New Bentley CEO Isn’t Interested in Building Sports Cars

Is Bentley slowly becoming a crossover brand?

Two trends that are defining the car industry in 2018 are crossovers and electrification. In all, those two sectors appear to be big parts of what Adrian Hallmark, the new CEO of Bentley, is planning for the future of the brand.

In a recent interview with Autocar, Hallmark pointed out that Bentley has been falling behind in China which has become an increasingly important market for the luxury segment. 

According to the interview, there are currently about 2,500 billionaires in the world compared to just 574 of them in 2000. Hallmark knows that and as the billionaire pool grows, he wants them to drive Bentleys.

So how is he going to get the attention of the upper crust of discerning car buyers? The high-echelon luxury car market consisting of Bentley, Rolls-Royce and Aston Martin is expected to grow by about 50 percent between now and 2025, primarily because of the growing number of customers that can afford them.

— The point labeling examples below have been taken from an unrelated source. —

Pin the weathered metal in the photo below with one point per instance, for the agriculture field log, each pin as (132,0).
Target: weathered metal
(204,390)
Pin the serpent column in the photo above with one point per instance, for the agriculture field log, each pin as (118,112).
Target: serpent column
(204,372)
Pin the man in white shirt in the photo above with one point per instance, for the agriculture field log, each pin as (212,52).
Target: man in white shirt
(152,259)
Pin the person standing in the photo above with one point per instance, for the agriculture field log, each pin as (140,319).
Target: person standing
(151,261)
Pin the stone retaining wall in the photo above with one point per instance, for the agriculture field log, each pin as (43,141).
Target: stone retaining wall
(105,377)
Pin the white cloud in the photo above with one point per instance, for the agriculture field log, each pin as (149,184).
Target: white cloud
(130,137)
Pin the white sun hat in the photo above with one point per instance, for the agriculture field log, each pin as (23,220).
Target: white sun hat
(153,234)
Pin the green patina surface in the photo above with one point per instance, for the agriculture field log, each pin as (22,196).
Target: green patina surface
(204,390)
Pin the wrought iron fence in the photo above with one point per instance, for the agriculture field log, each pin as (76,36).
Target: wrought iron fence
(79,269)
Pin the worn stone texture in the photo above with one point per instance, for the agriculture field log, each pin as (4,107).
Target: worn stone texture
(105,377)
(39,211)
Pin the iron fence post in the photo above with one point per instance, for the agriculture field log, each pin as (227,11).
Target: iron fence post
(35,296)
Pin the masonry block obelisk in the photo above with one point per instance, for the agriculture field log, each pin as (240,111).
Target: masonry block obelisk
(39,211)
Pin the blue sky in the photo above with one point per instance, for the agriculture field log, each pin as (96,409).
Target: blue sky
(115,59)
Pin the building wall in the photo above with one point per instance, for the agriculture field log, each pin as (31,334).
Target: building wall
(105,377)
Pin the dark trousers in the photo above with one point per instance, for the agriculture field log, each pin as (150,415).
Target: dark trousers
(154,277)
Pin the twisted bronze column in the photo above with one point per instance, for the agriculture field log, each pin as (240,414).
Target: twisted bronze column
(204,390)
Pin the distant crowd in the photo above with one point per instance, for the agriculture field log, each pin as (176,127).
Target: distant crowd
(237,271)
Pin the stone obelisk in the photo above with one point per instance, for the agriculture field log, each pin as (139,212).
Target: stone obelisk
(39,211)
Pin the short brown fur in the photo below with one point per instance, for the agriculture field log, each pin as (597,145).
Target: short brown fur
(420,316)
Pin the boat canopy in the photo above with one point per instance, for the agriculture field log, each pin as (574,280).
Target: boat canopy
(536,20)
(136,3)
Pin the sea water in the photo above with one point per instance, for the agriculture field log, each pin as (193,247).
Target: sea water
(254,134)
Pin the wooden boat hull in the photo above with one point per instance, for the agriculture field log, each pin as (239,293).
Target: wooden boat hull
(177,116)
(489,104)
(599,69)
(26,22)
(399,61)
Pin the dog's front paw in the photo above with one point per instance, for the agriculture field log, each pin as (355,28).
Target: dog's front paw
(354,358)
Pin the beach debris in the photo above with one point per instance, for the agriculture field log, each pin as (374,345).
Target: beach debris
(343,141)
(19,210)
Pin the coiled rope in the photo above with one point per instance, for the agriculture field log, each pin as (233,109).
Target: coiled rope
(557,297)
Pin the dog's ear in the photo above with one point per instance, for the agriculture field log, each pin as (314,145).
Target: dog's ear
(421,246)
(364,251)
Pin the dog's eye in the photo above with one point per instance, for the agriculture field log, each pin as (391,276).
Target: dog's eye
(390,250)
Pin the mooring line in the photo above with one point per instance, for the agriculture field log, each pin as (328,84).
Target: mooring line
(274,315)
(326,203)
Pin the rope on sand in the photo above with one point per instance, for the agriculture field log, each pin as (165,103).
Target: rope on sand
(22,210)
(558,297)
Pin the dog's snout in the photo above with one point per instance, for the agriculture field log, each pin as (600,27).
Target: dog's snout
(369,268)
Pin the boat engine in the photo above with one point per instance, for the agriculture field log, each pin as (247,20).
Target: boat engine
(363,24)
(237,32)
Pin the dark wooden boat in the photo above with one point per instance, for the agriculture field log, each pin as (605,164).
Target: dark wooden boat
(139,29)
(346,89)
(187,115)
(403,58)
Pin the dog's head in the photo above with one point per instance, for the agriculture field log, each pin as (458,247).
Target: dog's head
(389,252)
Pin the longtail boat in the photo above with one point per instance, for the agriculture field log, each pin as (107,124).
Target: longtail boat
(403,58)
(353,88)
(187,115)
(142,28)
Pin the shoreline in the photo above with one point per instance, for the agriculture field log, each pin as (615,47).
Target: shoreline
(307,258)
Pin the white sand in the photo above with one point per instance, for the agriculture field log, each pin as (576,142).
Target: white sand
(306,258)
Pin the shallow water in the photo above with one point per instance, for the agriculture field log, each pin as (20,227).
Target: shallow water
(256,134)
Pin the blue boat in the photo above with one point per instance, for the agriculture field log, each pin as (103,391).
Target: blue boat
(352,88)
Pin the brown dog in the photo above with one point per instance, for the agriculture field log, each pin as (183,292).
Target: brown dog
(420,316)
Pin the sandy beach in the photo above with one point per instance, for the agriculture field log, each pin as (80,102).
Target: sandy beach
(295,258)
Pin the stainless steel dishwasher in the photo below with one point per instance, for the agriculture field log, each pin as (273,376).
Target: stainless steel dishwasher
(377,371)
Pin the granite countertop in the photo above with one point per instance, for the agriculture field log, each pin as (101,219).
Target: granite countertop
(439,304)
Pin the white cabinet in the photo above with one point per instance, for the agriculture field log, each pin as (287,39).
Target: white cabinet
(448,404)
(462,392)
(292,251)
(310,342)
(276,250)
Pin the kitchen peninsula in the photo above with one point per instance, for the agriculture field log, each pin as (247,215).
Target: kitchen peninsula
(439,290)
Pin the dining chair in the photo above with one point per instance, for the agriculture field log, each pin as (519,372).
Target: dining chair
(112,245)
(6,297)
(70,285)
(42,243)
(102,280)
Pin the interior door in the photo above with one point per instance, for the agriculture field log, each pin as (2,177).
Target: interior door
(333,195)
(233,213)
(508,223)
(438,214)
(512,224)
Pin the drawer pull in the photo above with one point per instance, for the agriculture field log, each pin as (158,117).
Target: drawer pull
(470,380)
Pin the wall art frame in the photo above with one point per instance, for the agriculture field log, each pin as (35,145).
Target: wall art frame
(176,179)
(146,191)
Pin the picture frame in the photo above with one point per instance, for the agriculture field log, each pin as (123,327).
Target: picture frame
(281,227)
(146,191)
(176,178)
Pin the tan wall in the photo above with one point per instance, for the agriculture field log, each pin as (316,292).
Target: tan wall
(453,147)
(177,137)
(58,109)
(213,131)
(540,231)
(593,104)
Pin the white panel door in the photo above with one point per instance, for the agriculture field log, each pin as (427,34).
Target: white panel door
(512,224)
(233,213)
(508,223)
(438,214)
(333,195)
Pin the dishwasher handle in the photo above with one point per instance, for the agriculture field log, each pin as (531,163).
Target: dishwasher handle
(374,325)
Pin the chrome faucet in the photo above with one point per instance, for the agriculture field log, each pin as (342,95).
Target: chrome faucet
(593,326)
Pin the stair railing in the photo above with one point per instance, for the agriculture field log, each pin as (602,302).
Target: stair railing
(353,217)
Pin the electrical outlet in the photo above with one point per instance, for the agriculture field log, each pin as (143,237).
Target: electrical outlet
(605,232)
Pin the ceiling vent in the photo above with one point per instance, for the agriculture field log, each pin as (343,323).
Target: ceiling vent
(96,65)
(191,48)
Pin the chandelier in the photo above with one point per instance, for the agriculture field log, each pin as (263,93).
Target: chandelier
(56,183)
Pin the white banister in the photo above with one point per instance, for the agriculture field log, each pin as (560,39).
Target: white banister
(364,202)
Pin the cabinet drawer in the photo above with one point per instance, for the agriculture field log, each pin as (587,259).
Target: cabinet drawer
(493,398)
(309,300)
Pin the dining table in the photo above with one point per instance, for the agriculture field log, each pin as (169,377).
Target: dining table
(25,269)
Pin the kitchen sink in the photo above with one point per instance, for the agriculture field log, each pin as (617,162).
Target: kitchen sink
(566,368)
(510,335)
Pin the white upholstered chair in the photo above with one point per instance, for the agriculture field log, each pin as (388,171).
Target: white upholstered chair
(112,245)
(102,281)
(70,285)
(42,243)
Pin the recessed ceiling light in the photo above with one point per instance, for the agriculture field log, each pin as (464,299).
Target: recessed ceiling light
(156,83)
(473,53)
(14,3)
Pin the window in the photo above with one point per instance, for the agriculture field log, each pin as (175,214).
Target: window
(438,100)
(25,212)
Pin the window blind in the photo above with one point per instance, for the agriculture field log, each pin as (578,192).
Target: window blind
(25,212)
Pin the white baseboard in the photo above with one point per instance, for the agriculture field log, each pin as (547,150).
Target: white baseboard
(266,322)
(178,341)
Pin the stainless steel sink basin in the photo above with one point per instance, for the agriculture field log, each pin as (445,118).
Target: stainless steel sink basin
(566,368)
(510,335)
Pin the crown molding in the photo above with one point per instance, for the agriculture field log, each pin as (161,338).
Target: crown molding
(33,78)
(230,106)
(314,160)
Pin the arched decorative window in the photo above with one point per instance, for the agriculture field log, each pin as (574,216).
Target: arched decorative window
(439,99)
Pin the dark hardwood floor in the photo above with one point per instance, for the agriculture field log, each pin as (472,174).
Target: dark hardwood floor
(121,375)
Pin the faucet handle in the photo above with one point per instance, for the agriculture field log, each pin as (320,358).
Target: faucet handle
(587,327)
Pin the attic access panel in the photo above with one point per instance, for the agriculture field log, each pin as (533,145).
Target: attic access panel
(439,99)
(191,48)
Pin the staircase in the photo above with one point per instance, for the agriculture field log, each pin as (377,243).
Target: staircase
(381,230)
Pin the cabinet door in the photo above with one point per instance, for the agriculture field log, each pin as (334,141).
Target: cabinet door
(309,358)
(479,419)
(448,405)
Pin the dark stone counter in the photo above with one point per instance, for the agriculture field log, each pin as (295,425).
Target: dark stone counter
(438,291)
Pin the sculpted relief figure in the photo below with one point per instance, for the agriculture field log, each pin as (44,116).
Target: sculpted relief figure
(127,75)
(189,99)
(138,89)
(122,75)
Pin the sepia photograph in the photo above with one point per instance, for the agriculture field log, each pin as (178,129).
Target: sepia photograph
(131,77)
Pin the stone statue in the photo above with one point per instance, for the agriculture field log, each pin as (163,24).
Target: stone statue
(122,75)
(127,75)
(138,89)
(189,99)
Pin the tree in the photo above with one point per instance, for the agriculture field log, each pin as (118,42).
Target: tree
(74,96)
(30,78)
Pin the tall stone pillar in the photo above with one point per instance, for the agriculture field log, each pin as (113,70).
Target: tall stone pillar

Hallmark talked about expanding on plug-ins and we wouldn’t be at all surprised to see another Bentley crossover slotted below the Bentayga. Of course, Hallmark wouldn’t talk about any specific new models that were in the pipeline, but he did drop one saddening nugget of information. “I won’t talk about our decisions on future models,” Hallmark told Autocar, “but I’ll tell you what we won’t be building, and that’s sports cars.”

But, why? This is upsetting news at first, but Hallmark goes on to explain why sports cars just don’t make sense for Bentley right now.

“The sports car sector—like our own—is highly volatile in a recession. It can drop 50 percent or 60 percent. Only this time, the sports car sector forgot to recover. And if you look at their history, and the average age of their buyers, you’ll see the age goes up by one every year. It means the cars are being bought by the same old enthusiasts. When owners are in arts or sports, either their contract says they’re not allowed to drive because of the risk, or publications like The Sun publish pictures of them driving, which they don’t enjoy. That doesn’t help sales, either.”

“In China, it’s the opposite. There are plenty of 30 to 40-year- old millionaires, but they tend not to play tennis, football or sing,” Hallmark continued to Autocar. “And they drive SUVs or limousines, so the sports car sector has not benefited from the Chinese expansion.”

Hallmark went on to say that “some manufacturers have tried to change this, but so far the market hasn’t responded.” In other words, Bentley is going to continue building high-end crossovers and ultra-luxurious cars while leaving the exotic sports cars to the likes of Ferrari and Aston.

Yet another reason for Bentley to decide against sports cars is that there are already a couple of brands that know a thing or two about them that also fall under the Volkswagen corporate umbrella: Porsche and Lamborghini. If Bentley were to make high-end sports cars, there would be a risk of cannibalization between the brands. The further Bentley can differentiate itself from other premium VW brands, the better.

While surely we can still expect high-performance variants of whatever Bentley does build, and we don’t foresee the British brand making any slow or boring cars anytime soon, it’s still a bummer to hear about a car maker with such a rich history of performance making a commitment against sports cars.